The following post is by Yaw Nyarko, a Professor of Economics at NYU and founding director of Africa House. Not too long ago I got in a cab in New York with a Ghanaian taxi driver named Kwame. He remembered picking me up several years ago. What a memory he has. Anyway, he told me he has four children: one is a doctor and the two youngest are in private school. He said his kids were doing exceptionally well, and he is paying for elite schooling from his taxi driver salary.

Aid Watch has blogged about a paper I co-authored which argues four ways the benefits of brain drain could outweigh the costs to African countries. Kwame made those arguments real to me. I wondered again why we rarely consider the gains to the migrants themselves when talking about the African brain drain.

Kwame said he was glad to see me, but he nearly died this year. “Died?” I asked, not sure I heard him clearly through all the Manhattan traffic. Yes, he explained, he got malaria while in Ghana; it was cerebral malaria which was not properly treated.
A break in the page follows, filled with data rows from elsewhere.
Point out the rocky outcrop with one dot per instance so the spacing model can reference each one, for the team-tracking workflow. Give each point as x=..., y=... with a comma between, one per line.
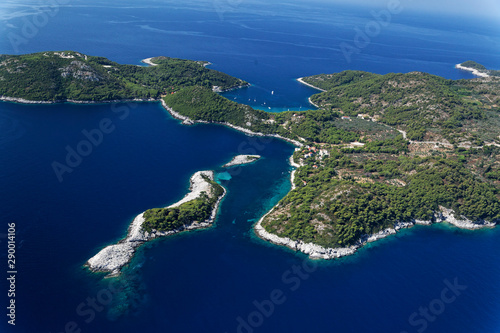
x=114, y=257
x=318, y=252
x=241, y=159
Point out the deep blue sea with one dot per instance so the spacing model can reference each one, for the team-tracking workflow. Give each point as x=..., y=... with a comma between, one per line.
x=224, y=279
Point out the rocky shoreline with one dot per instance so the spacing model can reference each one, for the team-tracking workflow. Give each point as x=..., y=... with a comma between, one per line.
x=301, y=80
x=319, y=252
x=114, y=257
x=242, y=159
x=26, y=101
x=189, y=121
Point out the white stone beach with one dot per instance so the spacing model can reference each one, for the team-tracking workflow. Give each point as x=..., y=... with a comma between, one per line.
x=114, y=257
x=241, y=159
x=472, y=70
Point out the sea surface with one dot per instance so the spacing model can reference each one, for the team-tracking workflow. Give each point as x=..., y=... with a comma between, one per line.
x=223, y=279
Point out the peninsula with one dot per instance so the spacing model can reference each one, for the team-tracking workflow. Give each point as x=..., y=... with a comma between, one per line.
x=381, y=153
x=196, y=210
x=241, y=159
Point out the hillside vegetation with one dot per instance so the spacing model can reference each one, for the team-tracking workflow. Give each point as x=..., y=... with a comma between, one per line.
x=59, y=76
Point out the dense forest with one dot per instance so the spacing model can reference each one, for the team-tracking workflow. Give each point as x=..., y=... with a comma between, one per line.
x=427, y=107
x=198, y=210
x=345, y=195
x=380, y=149
x=60, y=76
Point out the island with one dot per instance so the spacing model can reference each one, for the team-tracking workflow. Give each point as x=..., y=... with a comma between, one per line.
x=196, y=210
x=381, y=152
x=241, y=159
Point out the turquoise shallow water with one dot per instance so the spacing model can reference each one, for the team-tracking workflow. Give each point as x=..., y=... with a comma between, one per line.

Clearly, this was one brain drainer who still went back to his home country and cared about public services there.

I was going to dinner with the Minister of Health for Ghana that same evening. I thought to myself that I should tell the Minister that Kwame believes something should be done about the open sewers in the country and there should be more insecticide spraying as was done in the Nkrumah era.

I got out of the taxi and left a huge tip. I felt very proud of Kwame as I thought of his four children educated off his taxi earnings. I also reminded myself to redo the calculations on the pluses and minuses of the brain drain to account for the Kwame’s.